Точно так же и обстоятельства, которые переживает солдат, не входят чистыми в его опыт. Чаще всего эти переживания препарируются и фильтруются уже имеющимися — сформировавшимися из обучения, средств массовой информации и рассказов — оценочными матрицами, переформированными и отфильтрованными. Например, удивление возникает в том случае, если переживаемое отличается от ожидаемого. Иоанна Боурке цитирует одного солдата, удивившегося тому, что противник, в которого он попал, не выступил и не упал, как в кинофильме, а свалился с хрипом [33]. Но в большинстве случаев оценочная матрица помогает упорядочить, переработать пережитое и установить надежность ориентиров.
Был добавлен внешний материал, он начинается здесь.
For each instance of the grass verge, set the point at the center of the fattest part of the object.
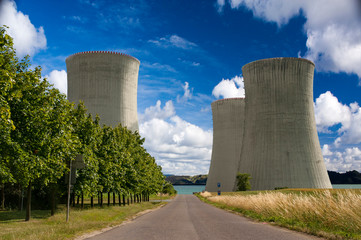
(43, 226)
(332, 214)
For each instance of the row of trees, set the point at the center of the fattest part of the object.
(41, 132)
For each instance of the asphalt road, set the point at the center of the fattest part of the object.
(186, 217)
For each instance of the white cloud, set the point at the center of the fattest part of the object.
(220, 5)
(174, 41)
(157, 112)
(27, 39)
(330, 112)
(229, 88)
(59, 80)
(178, 146)
(333, 33)
(349, 159)
(187, 93)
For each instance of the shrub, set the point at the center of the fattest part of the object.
(243, 183)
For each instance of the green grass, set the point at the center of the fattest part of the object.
(81, 221)
(333, 214)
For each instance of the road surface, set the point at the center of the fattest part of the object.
(186, 217)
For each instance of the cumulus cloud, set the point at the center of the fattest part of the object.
(229, 88)
(59, 80)
(342, 161)
(174, 41)
(157, 112)
(27, 38)
(178, 146)
(333, 34)
(330, 112)
(187, 93)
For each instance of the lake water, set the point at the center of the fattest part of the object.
(189, 189)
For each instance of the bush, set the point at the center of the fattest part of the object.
(168, 188)
(243, 183)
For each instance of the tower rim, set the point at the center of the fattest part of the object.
(277, 58)
(101, 52)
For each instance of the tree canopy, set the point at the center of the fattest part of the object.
(41, 132)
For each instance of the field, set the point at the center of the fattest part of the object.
(333, 214)
(82, 221)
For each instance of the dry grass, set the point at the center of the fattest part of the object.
(43, 227)
(338, 212)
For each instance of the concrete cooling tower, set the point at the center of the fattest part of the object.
(228, 118)
(280, 144)
(107, 83)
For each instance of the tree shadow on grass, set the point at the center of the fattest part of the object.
(19, 216)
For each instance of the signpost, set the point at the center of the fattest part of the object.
(78, 163)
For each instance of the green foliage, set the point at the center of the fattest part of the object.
(41, 132)
(243, 183)
(168, 188)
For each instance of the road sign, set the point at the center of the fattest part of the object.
(78, 163)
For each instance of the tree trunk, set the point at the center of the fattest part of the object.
(3, 196)
(73, 198)
(28, 203)
(52, 199)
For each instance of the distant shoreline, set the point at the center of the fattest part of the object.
(350, 177)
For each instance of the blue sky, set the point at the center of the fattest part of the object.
(191, 54)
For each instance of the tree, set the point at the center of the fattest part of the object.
(41, 139)
(8, 62)
(243, 182)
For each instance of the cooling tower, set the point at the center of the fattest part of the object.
(228, 119)
(107, 83)
(280, 146)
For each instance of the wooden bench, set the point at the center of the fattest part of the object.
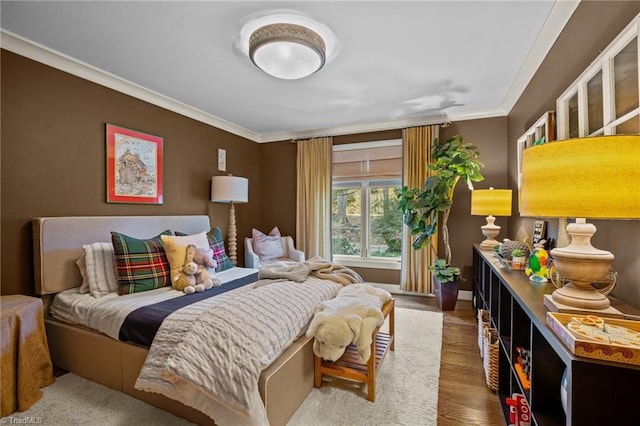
(348, 366)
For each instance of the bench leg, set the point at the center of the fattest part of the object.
(392, 325)
(371, 372)
(317, 371)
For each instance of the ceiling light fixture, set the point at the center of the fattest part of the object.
(287, 51)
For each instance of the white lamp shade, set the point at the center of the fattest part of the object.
(229, 189)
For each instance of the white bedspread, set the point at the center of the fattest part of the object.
(207, 358)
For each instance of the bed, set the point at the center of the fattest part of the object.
(58, 241)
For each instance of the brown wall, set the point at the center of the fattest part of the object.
(592, 27)
(53, 159)
(490, 136)
(53, 156)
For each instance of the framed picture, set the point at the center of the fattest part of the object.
(134, 166)
(543, 130)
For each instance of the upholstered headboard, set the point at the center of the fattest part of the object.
(58, 241)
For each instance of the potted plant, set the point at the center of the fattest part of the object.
(451, 161)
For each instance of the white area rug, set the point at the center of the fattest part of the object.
(407, 383)
(406, 391)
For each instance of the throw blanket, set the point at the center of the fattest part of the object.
(315, 266)
(26, 365)
(212, 352)
(324, 269)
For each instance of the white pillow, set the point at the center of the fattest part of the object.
(267, 246)
(101, 268)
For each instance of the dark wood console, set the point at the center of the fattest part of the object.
(599, 392)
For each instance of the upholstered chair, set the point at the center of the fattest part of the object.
(253, 260)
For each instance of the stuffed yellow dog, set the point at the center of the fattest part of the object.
(351, 317)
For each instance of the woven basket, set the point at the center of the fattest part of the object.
(483, 323)
(490, 361)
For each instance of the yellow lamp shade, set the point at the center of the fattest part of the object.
(495, 202)
(594, 177)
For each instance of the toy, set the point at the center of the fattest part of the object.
(519, 413)
(205, 275)
(186, 279)
(537, 270)
(349, 318)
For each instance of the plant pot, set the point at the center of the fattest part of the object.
(446, 293)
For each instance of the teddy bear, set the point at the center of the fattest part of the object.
(205, 274)
(186, 278)
(351, 317)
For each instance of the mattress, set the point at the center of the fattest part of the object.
(107, 313)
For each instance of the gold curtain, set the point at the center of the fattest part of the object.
(313, 205)
(416, 153)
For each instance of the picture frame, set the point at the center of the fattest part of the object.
(541, 131)
(134, 166)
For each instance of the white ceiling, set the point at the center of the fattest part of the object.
(395, 64)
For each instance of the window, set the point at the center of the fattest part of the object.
(366, 226)
(605, 99)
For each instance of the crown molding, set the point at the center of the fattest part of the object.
(62, 62)
(558, 17)
(554, 24)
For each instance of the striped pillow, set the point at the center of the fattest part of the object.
(141, 265)
(100, 269)
(216, 243)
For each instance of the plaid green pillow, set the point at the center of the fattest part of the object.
(216, 243)
(141, 265)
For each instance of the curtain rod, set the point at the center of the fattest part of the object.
(443, 124)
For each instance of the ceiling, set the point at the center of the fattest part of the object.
(394, 63)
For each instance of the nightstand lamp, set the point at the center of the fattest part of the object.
(490, 202)
(594, 177)
(230, 189)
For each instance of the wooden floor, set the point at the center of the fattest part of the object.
(463, 397)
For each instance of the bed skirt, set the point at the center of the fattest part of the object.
(283, 385)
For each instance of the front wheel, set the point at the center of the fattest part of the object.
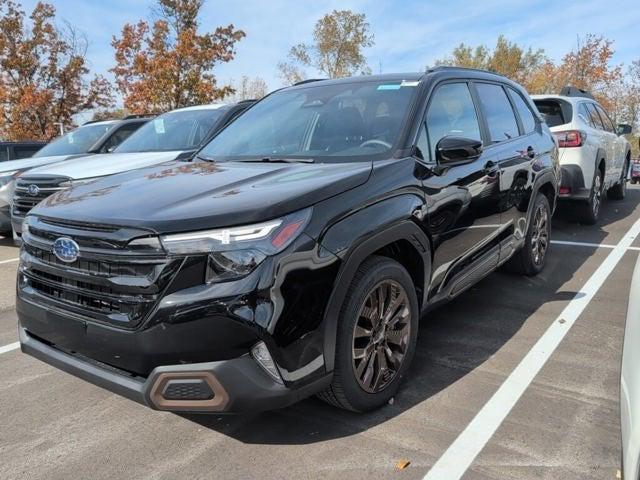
(530, 259)
(589, 211)
(376, 338)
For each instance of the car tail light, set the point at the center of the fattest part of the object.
(570, 138)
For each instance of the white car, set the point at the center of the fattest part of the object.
(630, 384)
(174, 135)
(74, 144)
(594, 156)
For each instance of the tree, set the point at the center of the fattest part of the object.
(43, 74)
(169, 64)
(507, 58)
(110, 114)
(249, 89)
(338, 40)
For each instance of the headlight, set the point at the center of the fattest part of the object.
(234, 252)
(7, 177)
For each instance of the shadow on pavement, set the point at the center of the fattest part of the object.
(453, 341)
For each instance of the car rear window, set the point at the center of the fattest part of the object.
(554, 112)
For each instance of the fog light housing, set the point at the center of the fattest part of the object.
(260, 354)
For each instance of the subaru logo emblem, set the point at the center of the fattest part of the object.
(66, 250)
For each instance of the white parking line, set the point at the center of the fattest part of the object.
(455, 461)
(10, 347)
(590, 245)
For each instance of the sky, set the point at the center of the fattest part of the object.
(409, 34)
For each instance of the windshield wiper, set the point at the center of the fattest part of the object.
(280, 160)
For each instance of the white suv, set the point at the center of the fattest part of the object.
(593, 155)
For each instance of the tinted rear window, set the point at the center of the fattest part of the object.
(553, 112)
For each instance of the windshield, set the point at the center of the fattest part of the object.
(180, 130)
(323, 122)
(77, 141)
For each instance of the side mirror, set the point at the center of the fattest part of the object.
(623, 129)
(451, 150)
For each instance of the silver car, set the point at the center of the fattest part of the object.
(630, 384)
(74, 144)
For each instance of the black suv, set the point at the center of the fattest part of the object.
(296, 253)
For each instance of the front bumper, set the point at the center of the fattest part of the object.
(238, 385)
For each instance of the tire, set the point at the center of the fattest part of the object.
(531, 258)
(356, 384)
(589, 211)
(619, 190)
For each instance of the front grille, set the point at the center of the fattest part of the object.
(24, 200)
(108, 283)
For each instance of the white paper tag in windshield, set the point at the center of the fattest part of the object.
(158, 124)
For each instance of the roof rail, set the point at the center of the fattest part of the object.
(570, 91)
(139, 115)
(454, 67)
(308, 80)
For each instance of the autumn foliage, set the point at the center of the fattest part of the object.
(168, 64)
(43, 74)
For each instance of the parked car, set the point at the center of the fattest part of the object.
(18, 150)
(173, 135)
(635, 171)
(72, 145)
(630, 384)
(295, 255)
(594, 155)
(119, 133)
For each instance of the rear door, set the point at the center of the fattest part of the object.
(463, 215)
(614, 143)
(604, 142)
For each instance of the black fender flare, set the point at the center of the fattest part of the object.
(356, 254)
(546, 177)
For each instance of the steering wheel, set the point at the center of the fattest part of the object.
(375, 141)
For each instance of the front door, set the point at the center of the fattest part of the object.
(463, 215)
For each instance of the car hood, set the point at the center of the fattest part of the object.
(32, 162)
(103, 164)
(184, 196)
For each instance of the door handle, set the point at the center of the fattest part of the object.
(531, 153)
(491, 168)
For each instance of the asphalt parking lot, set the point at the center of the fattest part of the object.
(565, 424)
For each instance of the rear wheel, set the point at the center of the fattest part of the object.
(590, 210)
(530, 259)
(376, 338)
(619, 190)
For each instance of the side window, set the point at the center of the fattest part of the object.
(527, 118)
(608, 124)
(594, 117)
(498, 112)
(451, 113)
(24, 151)
(120, 135)
(586, 116)
(423, 144)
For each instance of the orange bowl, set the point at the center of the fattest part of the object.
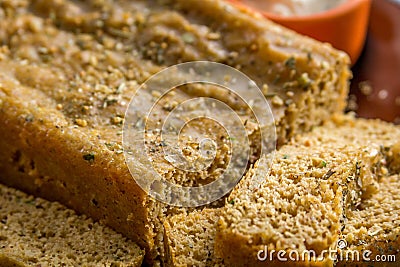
(344, 26)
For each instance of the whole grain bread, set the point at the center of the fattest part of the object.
(322, 187)
(36, 232)
(302, 202)
(374, 226)
(68, 70)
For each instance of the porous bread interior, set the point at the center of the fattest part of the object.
(36, 232)
(352, 152)
(68, 72)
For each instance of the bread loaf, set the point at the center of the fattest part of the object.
(322, 187)
(69, 69)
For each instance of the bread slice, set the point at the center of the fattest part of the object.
(68, 71)
(374, 226)
(189, 238)
(303, 202)
(36, 232)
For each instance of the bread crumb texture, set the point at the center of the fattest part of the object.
(36, 232)
(316, 186)
(68, 70)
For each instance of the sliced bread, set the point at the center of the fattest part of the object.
(304, 201)
(301, 203)
(373, 229)
(68, 70)
(36, 232)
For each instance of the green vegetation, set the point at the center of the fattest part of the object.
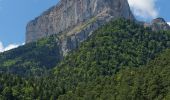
(120, 61)
(34, 58)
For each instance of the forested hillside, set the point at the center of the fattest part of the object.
(120, 61)
(31, 59)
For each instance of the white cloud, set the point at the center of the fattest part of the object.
(9, 47)
(144, 8)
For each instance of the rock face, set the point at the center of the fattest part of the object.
(68, 14)
(74, 20)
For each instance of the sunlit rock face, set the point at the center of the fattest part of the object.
(68, 14)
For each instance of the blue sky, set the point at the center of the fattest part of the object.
(15, 14)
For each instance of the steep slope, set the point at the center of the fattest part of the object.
(74, 21)
(68, 14)
(109, 65)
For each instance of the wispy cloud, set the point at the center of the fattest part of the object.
(144, 8)
(9, 47)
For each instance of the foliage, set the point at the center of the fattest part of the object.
(120, 61)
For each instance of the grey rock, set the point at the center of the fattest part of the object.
(75, 20)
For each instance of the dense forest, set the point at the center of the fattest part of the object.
(122, 60)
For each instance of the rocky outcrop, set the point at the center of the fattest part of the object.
(159, 24)
(68, 14)
(74, 20)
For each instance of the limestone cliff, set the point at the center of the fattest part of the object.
(68, 14)
(75, 20)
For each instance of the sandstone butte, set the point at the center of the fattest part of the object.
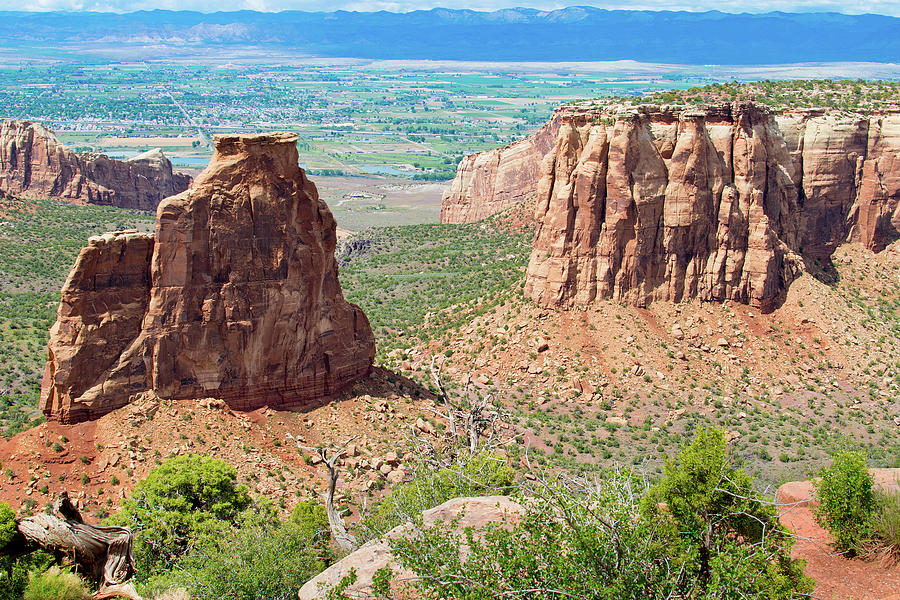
(236, 297)
(34, 163)
(723, 201)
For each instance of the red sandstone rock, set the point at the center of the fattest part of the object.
(236, 297)
(669, 203)
(34, 163)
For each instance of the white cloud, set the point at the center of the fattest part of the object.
(886, 7)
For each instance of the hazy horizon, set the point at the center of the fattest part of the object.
(851, 7)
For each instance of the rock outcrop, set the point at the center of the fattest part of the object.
(33, 162)
(235, 297)
(492, 181)
(648, 203)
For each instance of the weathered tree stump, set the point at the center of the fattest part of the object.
(101, 554)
Для вопроса, как солдаты переживали Вторую мировую войну, оценочные матрицы — о «других», собственной миссии, о борьбе, о «расе», Гитлере, евреях и т. д. — играют особо важную роль. Они в значительной мере оснащают относительные рамки предварительными оценками, которые могут сортировать пережитое. Это особенно ясно демонстрирует топос «война как работа», чрезвычайно важный для оценки того, что делают солдаты. Он читается не только в то и дело всплывающих выражениях, когда говорят о «грязной работе», или о том, что Люфтваффе «выполнили всю работу». Харальд Турнер, начальник военной администрации в Сербии, писал 17 октября 1941 года высокопоставленному руководителю СС и полиции Рихарду Хильдебрандту: «Я за последние 8 дней приказал расстрелять 2000 евреев и 200 цыган из расчета 1:100 в отместку за зверски убитых немецких солдат. И еще 2200, из которых тоже почти все евреи, будут расстреляны в следующие 8 дней. Прекрасная работа, не правда ли!» [34]. В знаменитом определении Эрнстом Юнгерсом солдата как «рабочего войны» сказывается действительность индустриально-общественной оценочной матрицы для переживания и обработки военного опыта — война представляется как «Равноудаленный как от чувства ужаса, так и от романтики рациональный трудовой процесс, и обслуживание оружия как продолжение привычной деятельности за домашним верстаком» [35].

Конечно же работа на предприятии и работа на войне имеют много общего: и та и другая основываются на разделении труда, складываются из технических частичных и специальных квалификаций и структурированы иерархически. В обоих случаях никто не имеет отношения к производимому конечному продукту, только выполняются распоряжения, о смысле которых можно не задумываться. Ответственность всегда относится лишь частично к непосредственной области деятельности или принципиально делегируется. Рутина играет большую роль, люди выполняют постоянно одни и те же действия, следуя одним и тем же указаниям. В бомбардировщике пилот, штурман и бортстрелок, с разной квалификацией и частичным участием тоже работают над конечным продуктом, а именно — разрушением заранее заданной цели, все равно, представляет ли она собой город, мост или сосредоточение войск в чистом поле. Массовые расстрелы и так называемые антиеврейские акции проводились не только стрелками, но и водителями грузовиков, поварами, оружейными мастерами, «подавателями» и «упаковщиками», то есть теми, кто доставлял жертвы к яме, и тех, кто складывал их друг на друга, принимая тем самым большое участие в работе.